Product Description
The Wand of Youth Suites No. 1 and No. 2 are works for orchestra by Edward Elgar, first performed in 1907 and 1908 respectively. The titles Elgar gave them were, in full: The Wand of Youth (Music to a Child's Play) First Suite, Op. 1a (18691907) and Second Suite, (Op. 1b)
The music was drawn from material written by the composer in his youth and orchestrated forty years or so later.
Arranged for wind quintet
Clarinet in A needed for mvt 4.
The movements included in this selection are:
1. Overture
Elgar reworked this movement from sketches dating back to 1879. The opening theme is extrovert and fast moving, marked allegro molto in 2/2 in the key of B.
The second theme, marked largamente, with characteristic Elgarian falling sevenths, is more expansive.The Elgar scholar Michael Kennedy finds in the second theme hints of the first subject of Elgar's Violin Concerto
2. Serenade
The Serenade (Andantino) in F is a gently lilting movement with an initial clarinet melody later taken over by the violins and then alternated between strings and woodwinds.
3. Minuet (Old Style)
The Minuet, in G major, is a 17th-century pastiche originally dating (in short score) from 1881.[13] Marked andante in 3/4, the opening bars have the annotation "The two old people enter"
Kennedy calls the movement "an affectionate tribute to Handel" with nothing of Haydn or Mozart in it.Reviewing the first performance, The Times commented, "It may be doubted whether the mature composer would have given the name of 'Minuet' to a movement that is unmistakably in the saraband form"
4. Sun Dance
The movement is in C major, in presto 3/4 time.
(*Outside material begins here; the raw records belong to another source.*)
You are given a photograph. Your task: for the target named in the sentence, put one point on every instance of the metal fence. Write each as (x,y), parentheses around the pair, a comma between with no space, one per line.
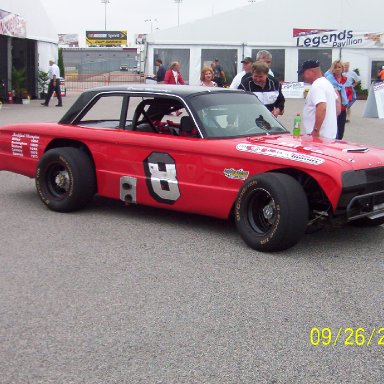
(80,82)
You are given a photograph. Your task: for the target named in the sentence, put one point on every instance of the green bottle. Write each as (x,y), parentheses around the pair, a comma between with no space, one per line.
(297,125)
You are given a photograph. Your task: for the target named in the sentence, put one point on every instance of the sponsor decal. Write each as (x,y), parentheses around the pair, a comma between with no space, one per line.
(24,144)
(280,153)
(236,174)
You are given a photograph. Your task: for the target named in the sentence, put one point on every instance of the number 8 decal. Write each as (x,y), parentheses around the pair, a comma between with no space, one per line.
(160,172)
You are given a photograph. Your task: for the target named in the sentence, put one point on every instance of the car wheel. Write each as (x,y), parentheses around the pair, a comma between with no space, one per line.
(367,222)
(271,212)
(65,179)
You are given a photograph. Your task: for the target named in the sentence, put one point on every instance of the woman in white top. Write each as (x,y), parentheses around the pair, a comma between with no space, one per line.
(206,77)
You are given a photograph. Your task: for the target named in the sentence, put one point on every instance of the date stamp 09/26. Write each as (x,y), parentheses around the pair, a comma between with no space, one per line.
(347,336)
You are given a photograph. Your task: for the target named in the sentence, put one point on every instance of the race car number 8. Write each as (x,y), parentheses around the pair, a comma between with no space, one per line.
(160,172)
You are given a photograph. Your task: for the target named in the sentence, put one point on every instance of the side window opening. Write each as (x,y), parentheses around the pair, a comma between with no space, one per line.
(106,112)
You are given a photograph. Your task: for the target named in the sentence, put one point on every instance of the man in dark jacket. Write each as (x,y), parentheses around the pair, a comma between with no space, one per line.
(266,88)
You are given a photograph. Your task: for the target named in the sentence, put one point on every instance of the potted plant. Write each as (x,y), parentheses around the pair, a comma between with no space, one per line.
(361,93)
(43,83)
(19,78)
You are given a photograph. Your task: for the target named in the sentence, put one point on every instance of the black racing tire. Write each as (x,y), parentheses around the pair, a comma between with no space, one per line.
(65,179)
(271,212)
(367,222)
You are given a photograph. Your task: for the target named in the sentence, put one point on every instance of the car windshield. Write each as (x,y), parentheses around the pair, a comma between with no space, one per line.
(229,114)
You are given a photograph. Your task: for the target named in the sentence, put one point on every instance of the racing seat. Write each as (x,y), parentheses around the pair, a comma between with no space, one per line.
(187,127)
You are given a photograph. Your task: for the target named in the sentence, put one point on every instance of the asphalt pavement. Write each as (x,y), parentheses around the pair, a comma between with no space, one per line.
(115,294)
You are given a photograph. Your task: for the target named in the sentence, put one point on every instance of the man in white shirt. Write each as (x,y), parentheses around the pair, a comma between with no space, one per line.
(247,65)
(54,84)
(356,80)
(321,104)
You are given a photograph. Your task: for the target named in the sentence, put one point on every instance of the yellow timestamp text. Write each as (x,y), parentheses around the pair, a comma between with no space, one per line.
(346,336)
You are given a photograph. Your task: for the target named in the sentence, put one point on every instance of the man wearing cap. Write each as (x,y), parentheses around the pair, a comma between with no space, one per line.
(247,65)
(321,104)
(54,84)
(266,88)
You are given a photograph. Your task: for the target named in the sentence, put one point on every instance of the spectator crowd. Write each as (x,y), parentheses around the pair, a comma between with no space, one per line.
(327,106)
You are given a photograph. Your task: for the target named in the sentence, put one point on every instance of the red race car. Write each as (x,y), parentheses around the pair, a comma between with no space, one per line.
(208,151)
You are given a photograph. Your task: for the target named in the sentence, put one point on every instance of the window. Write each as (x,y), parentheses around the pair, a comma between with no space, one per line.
(104,113)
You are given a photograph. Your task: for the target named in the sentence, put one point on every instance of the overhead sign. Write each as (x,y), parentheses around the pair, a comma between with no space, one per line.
(12,24)
(334,38)
(68,40)
(106,38)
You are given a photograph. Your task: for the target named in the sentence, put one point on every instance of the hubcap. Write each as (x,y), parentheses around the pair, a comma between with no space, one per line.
(261,211)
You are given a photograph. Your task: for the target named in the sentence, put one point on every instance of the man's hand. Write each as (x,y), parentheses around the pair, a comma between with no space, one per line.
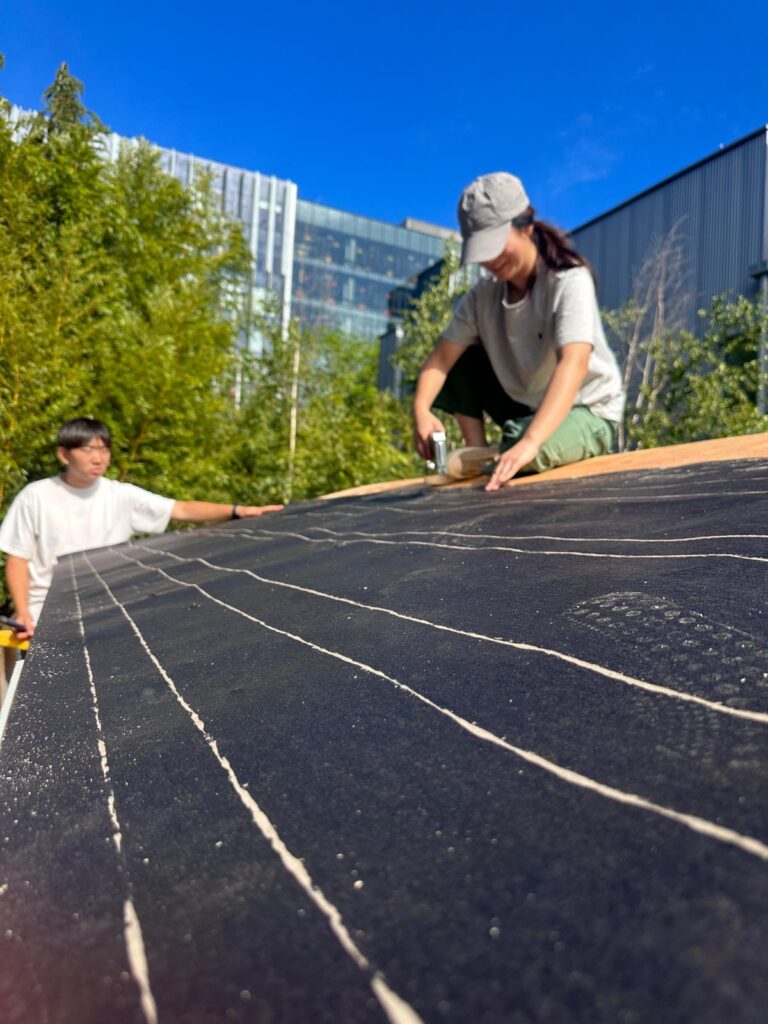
(216,512)
(29,627)
(512,461)
(248,511)
(425,424)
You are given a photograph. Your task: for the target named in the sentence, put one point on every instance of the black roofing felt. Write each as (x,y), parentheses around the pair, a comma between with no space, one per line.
(431,756)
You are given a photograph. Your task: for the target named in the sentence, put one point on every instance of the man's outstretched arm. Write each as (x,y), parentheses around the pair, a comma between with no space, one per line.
(216,512)
(17,578)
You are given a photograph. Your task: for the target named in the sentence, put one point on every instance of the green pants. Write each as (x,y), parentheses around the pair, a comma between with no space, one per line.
(581,435)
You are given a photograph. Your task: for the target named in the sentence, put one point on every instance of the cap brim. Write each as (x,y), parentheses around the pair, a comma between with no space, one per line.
(481,247)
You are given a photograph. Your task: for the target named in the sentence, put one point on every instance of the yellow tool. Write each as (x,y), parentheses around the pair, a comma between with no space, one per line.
(8,639)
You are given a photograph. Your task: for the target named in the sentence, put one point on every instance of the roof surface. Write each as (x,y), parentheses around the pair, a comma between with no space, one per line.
(426,756)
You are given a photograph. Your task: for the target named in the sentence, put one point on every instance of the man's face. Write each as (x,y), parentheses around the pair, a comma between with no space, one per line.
(86,464)
(514,261)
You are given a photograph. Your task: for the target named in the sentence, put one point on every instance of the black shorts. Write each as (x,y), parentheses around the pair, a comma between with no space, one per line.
(472,388)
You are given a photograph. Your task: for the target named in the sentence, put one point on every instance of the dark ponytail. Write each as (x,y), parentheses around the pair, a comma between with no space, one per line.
(553,245)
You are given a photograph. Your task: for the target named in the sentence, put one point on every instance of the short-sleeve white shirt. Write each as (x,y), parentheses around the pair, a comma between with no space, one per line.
(50,518)
(521,338)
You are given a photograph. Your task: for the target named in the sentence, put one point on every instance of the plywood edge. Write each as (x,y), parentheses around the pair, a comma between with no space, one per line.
(669,457)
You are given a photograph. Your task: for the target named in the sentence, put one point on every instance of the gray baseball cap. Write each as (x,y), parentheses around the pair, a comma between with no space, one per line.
(486,210)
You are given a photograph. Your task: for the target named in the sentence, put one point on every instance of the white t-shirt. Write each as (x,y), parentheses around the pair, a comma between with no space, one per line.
(49,518)
(521,338)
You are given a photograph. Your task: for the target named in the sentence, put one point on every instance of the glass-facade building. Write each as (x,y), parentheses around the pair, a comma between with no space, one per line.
(347,266)
(266,207)
(327,266)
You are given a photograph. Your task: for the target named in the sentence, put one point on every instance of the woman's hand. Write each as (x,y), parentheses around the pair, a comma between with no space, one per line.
(425,424)
(512,461)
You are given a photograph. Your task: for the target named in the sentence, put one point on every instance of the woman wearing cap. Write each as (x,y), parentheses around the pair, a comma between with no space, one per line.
(525,346)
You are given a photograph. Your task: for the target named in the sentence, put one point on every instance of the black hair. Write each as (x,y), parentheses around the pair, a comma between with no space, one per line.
(76,433)
(553,245)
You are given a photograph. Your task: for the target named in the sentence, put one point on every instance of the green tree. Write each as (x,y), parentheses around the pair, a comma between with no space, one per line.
(430,314)
(705,387)
(346,431)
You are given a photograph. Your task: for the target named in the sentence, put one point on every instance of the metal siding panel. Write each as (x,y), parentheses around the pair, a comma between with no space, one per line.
(719,207)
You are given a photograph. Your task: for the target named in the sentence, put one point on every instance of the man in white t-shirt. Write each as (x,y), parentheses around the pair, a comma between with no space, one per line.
(81,509)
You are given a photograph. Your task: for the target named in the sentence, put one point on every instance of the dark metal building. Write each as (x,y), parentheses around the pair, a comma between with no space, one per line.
(712,218)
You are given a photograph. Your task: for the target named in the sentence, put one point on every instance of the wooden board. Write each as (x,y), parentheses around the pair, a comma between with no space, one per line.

The music dates from 1878.
The order of the music in the two suites does not follow that of the action in the unstaged play. The Sun Dance depicts the two old people being awakened (by glittering lights flashed in their eyes by means of hand-mirrors) from the sleep into which they have been charmed in the Slumber Scene, which in the suite follows two movements later.
Kennedy compares it with the "Dorabella" section of the Enigma Variations: "stylish and fluent woodwind writing". It has a central waltz section and virtuoso music for the harp towards the end.
Elgar reused this movement for his later score for The Starlight Express.